Les dispositions pénales relatives à l’exercice illégal et à l’usurpation de titre de la profession de diététicien introduites par l’ordonnance du 26 août 2005 sont applicables. L’exercice illégal de la profession de diététicien est ainsi puni d’un an d’emprisonnement et de 15 000 euros d’amende.

L’article 15 fixe aux diététiciens en exercice un délai de trois mois pour satisfaire à l’obligation d’enregistrement sur les listes départementales.

L’article 16 vise à corriger plusieurs erreurs matérielles concernant l’application à Mayotte et à Wallis-et-Futuna de certaines dispositions de santé publique.

L’article 17 abroge l’obligation d’inscription des masseurs - kinésithérapeutes et des pédicures-podologues exerçant à titre libéral au tableau du conseil interprofessionnel figurant à l’article L. 4391-1 du code de la santé publique, cette disposition étant contradictoire avec l’inscription aux tableaux des ordres professionnels mis en place.

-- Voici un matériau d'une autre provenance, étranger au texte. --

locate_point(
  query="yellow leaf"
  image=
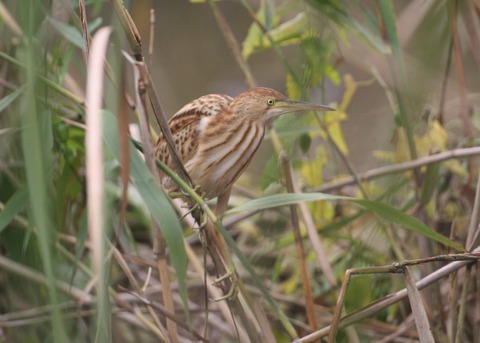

En outre, cinq articles reprennent les dispositions prévues par des articles de la loi de financement de la sécurité sociale pour 2007, qui ont été déclarés contraires à la Constitution par le Conseil constitutionnel par la décision n° 2006-544 DC du 14 décembre 2006 :

L’article 18 modifie les règles de cumuls d’emplois applicables aux directeurs et directeurs adjoints de laboratoires d’analyses de biologie médicale, afin de permettre désormais à ceux qui sont médecins d’exercer une autre activité médicale, ce qui leur était jusqu’ici interdit.

L’article 19 a pour objet la création d’un fonds des actions conventionnelles destiné à regrouper au sein d’un seul et même fonds les ressources et les missions (actions de formation, aides à l’informatisation ou évaluation des pratiques professionnelles par exemple) actuellement dispersées entre plusieurs autres fonds, qu’il s’agisse du Fonds de réorientation et de modernisation de la médecine libérale (FORMMEL), de la partie du Fonds d’aide à la qualité des soins de ville (FAQSV) qui concerne l’évaluation des pratiques professionnelles ou du Fonds national d’action sanitaire et sociale (FNASS).

L’article 22 met en place des règles nouvelles en ce qui concerne la transmission des données des assureurs en matière de responsabilité civile médicale, améliore le fonctionnement de l’observatoire des risques médicaux en clarifiant son champ de compétence et renforce les garanties des assurés en matière de responsabilité civile médicale.

L’article 24 prévoit la création d’un nouveau secteur tarifaire ouvert aux médecins relevant de certaines spécialités, sous certaines conditions limitativement définies, tenant notamment à la qualité des pratiques ainsi qu’à l’information des patients.

L’article 25 précise les modalités de mise en œuvre du dossier médical personnel (DMP), afin d’en assurer le déploiement dans les meilleures conditions, s’agissant notamment de sa bonne utilisation par les patients et par l’ensemble des acteurs impliqués dans sa gestion opérationnelle.